From the Guidelines
Elevated ferritin levels require treatment only when associated with iron overload conditions, and the primary treatment is phlebotomy to achieve a target ferritin level of 50-100 lg/L. The approach to managing elevated ferritin levels depends on the underlying cause, and treatment is necessary when hyperferritinemia is associated with iron overload conditions like hereditary hemochromatosis 1. According to the 2011 practice guideline by the American Association for the Study of Liver Diseases, patients with hemochromatosis and iron overload should undergo therapeutic phlebotomy weekly to achieve a target ferritin level of 50-100 lg/L 1.
Key Considerations
- The decision to treat elevated ferritin levels depends on the presence of iron overload and the underlying cause of hyperferritinemia.
- Phlebotomy is the primary treatment for hereditary hemochromatosis, with a target ferritin level of 50-100 lg/L 1.
- In the absence of indicators suggestive of significant liver disease, C282Y homozygotes with elevated ferritin levels (<1000 lg/L) can proceed to phlebotomy without a liver biopsy 1.
- Patients with end-organ damage due to iron overload should undergo regular phlebotomy to the same endpoints as indicated above 1.
Treatment Approach
- Phlebotomy is the primary treatment for iron overload conditions, with a target ferritin level of 50-100 lg/L 1.
- Dietary adjustments are unnecessary during treatment, and vitamin C supplements and iron supplements should be avoided 1.
- Patients with hemochromatosis and iron overload should be monitored for reaccumulation of iron and undergo maintenance phlebotomy 1.
From the FDA Drug Label
Deferasirox tablets therapy should only be considered when a patient has evidence of chronic transfusional iron overload. The evidence should include the transfusion of at least 100 mL/kg of packed red blood cells (e.g., at least 20 units of packed red blood cells for a 40 kg person or more in individuals weighing more than 40 kg), and a serum ferritin consistently greater than 1000 mcg/L If the serum ferritin falls below 1000 mcg/L at 2 consecutive visits, consider dose reduction, especially if the deferasirox tablets dose is greater than 17.5 mg/kg/day If the serum ferritin falls below 500 mcg/L, interrupt deferasirox tablets therapy and continue monthly monitoring.

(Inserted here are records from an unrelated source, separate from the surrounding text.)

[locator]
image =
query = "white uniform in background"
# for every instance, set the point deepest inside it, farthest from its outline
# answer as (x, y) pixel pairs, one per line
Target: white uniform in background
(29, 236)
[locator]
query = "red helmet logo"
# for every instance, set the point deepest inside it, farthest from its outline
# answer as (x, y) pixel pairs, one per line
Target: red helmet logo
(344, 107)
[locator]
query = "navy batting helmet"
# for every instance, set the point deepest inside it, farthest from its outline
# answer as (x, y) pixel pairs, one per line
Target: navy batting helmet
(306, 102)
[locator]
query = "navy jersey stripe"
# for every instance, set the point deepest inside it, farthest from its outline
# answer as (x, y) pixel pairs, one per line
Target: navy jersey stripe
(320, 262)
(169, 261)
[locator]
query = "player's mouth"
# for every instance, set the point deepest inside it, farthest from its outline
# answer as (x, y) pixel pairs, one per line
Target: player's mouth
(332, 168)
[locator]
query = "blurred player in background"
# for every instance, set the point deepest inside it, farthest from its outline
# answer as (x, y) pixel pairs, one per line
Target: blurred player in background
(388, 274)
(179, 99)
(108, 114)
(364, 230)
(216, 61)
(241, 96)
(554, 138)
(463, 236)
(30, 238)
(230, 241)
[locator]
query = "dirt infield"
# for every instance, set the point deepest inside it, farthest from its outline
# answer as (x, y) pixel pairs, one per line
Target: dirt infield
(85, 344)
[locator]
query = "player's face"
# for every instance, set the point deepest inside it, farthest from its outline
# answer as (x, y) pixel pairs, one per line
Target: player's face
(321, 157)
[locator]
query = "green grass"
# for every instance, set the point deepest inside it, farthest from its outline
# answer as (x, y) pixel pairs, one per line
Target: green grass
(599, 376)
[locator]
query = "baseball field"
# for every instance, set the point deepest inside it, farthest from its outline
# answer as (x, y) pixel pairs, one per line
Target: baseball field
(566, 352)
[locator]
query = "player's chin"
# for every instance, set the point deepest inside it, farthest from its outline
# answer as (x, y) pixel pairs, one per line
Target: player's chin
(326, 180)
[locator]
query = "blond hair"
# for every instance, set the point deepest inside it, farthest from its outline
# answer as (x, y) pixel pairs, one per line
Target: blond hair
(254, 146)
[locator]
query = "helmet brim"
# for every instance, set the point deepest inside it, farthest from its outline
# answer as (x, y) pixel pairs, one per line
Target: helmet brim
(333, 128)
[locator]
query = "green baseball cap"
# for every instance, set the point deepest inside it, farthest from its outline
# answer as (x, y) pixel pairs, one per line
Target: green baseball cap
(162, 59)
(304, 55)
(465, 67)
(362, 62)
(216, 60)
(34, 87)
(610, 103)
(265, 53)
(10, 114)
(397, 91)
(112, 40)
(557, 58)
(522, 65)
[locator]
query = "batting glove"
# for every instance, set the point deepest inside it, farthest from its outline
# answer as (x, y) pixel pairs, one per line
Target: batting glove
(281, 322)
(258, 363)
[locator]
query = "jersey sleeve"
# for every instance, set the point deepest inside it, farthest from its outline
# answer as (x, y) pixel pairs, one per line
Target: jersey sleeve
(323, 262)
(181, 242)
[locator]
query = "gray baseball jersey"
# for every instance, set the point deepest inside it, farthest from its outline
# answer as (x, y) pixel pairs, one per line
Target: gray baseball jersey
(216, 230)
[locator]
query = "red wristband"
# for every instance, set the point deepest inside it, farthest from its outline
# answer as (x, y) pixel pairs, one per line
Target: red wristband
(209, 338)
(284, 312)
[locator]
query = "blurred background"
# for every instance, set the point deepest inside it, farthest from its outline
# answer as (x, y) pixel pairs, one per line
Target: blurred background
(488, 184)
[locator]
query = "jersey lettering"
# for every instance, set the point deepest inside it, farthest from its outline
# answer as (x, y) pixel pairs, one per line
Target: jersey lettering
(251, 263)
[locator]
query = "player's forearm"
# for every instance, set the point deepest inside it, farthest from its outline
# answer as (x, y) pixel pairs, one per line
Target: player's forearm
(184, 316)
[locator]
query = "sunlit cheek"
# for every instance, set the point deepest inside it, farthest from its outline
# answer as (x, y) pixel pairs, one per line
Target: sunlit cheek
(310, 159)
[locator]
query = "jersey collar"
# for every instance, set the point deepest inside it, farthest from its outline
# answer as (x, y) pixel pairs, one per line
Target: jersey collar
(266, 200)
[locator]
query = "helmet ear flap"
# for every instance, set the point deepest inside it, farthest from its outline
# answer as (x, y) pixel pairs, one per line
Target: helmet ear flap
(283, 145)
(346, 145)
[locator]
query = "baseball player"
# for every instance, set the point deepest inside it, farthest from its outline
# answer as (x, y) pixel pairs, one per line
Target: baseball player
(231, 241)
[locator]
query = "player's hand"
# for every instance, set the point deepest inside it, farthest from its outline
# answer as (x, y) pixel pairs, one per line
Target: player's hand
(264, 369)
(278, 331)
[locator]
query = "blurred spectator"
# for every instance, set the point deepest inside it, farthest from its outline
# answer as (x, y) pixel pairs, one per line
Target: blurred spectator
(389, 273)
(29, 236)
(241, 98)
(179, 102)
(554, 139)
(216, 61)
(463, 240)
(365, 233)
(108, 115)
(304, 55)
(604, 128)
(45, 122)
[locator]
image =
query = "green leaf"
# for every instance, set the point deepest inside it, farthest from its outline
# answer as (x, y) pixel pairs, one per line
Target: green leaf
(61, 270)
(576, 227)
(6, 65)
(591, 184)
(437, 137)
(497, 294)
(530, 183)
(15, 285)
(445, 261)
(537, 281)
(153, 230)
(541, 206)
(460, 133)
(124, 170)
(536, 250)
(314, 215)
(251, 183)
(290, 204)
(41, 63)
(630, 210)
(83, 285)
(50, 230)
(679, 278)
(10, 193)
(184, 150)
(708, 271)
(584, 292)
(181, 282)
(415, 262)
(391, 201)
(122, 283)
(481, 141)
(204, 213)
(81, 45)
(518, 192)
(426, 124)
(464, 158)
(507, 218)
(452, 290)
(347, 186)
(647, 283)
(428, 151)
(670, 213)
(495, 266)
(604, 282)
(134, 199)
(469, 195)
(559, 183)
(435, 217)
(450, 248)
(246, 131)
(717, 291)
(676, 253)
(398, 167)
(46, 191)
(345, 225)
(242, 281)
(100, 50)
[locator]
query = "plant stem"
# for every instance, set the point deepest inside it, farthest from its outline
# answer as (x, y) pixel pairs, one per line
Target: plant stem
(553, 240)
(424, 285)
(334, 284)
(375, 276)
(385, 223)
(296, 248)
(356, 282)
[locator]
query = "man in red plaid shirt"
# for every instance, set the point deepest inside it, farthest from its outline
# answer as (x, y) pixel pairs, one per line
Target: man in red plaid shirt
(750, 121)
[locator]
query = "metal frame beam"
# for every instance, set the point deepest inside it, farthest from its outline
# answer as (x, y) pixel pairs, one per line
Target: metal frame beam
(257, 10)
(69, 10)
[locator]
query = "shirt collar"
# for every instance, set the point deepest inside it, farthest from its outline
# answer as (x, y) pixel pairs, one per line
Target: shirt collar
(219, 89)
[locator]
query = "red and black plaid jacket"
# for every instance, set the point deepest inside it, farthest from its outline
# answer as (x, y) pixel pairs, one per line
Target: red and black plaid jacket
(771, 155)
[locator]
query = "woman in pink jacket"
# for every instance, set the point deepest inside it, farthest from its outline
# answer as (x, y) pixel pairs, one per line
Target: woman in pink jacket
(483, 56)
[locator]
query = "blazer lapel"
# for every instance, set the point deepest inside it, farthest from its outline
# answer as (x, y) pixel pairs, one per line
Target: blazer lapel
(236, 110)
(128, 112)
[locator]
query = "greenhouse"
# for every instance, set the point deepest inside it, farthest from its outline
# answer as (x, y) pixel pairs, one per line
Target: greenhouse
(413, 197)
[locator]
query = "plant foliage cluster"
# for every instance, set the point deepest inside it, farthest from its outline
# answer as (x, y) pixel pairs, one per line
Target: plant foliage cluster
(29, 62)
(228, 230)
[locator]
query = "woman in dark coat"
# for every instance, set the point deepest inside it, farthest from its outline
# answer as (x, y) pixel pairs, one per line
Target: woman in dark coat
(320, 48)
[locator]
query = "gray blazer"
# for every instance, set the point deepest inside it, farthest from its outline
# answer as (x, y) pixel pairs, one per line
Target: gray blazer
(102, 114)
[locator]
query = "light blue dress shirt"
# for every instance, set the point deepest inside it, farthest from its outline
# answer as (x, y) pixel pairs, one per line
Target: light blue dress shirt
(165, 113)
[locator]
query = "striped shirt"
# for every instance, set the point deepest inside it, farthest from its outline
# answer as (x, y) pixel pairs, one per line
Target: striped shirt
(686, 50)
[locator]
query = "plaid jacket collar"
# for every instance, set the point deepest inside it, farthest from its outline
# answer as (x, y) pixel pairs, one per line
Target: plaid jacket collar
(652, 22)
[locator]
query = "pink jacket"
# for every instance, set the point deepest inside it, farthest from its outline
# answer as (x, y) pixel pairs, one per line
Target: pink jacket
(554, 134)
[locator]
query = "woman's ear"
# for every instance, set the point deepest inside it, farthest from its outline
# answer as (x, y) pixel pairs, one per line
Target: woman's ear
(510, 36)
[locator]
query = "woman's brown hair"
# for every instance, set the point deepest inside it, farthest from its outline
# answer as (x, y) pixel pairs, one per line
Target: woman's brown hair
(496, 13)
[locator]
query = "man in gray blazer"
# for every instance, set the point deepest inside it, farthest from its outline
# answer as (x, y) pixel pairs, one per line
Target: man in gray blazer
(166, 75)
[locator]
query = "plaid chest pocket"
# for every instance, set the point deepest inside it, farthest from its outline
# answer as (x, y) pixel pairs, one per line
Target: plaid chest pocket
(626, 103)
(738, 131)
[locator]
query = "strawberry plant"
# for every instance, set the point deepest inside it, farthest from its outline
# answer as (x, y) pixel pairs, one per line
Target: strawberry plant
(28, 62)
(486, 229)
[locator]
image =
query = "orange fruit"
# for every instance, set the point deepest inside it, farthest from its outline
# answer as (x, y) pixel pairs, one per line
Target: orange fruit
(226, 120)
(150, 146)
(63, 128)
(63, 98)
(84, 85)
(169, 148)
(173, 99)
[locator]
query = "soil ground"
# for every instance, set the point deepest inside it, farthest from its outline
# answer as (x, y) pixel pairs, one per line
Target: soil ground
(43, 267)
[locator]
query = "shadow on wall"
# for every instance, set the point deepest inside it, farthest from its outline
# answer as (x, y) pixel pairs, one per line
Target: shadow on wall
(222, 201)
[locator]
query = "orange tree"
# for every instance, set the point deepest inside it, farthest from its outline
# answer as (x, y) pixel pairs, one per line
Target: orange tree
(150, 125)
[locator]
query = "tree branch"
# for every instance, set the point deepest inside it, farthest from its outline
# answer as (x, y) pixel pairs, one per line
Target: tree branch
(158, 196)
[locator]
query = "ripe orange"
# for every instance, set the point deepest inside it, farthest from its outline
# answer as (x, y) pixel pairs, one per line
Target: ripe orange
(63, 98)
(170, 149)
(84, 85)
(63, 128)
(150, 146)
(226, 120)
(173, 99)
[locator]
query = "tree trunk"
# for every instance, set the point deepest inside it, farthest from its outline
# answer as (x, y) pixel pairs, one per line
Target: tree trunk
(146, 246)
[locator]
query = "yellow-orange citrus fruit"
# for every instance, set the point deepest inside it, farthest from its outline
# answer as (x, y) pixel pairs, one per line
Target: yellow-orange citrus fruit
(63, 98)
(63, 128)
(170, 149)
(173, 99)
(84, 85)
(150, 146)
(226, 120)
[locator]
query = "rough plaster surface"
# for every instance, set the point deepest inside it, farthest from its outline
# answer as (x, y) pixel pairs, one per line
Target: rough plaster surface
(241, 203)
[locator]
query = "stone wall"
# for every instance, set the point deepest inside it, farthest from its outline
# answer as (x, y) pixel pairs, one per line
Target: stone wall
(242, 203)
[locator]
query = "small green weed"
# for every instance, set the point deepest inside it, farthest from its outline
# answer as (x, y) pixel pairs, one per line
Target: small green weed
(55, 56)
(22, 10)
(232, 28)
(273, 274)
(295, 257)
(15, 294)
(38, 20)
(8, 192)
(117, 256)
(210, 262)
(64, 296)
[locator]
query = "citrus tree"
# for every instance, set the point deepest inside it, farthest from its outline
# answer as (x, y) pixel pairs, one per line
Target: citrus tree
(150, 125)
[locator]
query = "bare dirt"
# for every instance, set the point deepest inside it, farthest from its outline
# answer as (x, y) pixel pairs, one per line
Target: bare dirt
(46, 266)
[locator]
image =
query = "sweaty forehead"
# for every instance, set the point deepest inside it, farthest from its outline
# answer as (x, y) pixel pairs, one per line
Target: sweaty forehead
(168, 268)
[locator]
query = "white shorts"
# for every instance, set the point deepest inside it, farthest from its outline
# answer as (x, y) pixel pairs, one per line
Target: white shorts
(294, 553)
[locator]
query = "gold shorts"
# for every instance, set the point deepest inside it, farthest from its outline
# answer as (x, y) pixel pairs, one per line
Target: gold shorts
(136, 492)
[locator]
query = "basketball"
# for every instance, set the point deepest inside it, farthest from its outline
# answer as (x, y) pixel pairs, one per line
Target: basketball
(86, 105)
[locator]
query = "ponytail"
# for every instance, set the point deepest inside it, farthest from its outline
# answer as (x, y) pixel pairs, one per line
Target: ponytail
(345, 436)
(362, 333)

Elevated ferritin levels require treatment when they are consistently greater than 1000 mcg/L in patients with chronic transfusional iron overload. The treatment goal is to reduce serum ferritin levels to a target range, and the minimum effective dose of deferasirox should be used to achieve this goal 2.
- Key points to consider:
- Serum ferritin levels should be monitored monthly to assess the need for treatment and to adjust the dose of deferasirox.
- Treatment should be interrupted if serum ferritin levels fall below 500 mcg/L.
- The dose of deferasirox should be reduced or interrupted if serum ferritin levels fall below 1000 mcg/L at two consecutive visits 2.
From the Research
Elevated Ferritin Levels and Treatment
Elevated ferritin levels can be caused by various conditions, including iron overload, inflammation, and malignancy 3, 4, 5, 6, 7. The need for treatment depends on the underlying cause of the elevated ferritin level.
Conditions Requiring Treatment
- Iron overload syndromes, such as hereditary hemochromatosis, may require treatment with venesection or chelation therapy 4, 5.
- Dysmetabolic iron overload syndrome (DIOS) or alcohol-related hemosiderosis can be treated with venesection in selected cases if there is a significant deposition of iron in the liver on MRI 4.
- Hemophagocytic lymphohistiocytosis/macrophage activation syndrome (HLH/MAS) is a medical emergency that requires prompt diagnosis and treatment 7.
Diagnostic Approach
- A full clinical examination, measurement of waist circumference, and simple biological tests, including transferrin saturation, can help determine the underlying cause of hyperferritinemia 4, 5.
- Magnetic resonance imaging (MRI) can be used to assess iron content in the liver and guide treatment decisions 4, 5.
- An algorithm for the investigation of hyperferritinemia can facilitate diagnosis and management in both primary and inpatient care 4, 6.
Treatment Principles
- Treatment of iron overload typically involves reducing iron stores through venesection or chelation therapy 5.
- Chelators, such as deferasirox, may be used in iron overload associated with anemia 5.
- Deferoxamine (parenteral route) is the treatment of choice for severe iron overload or emergency conditions 5.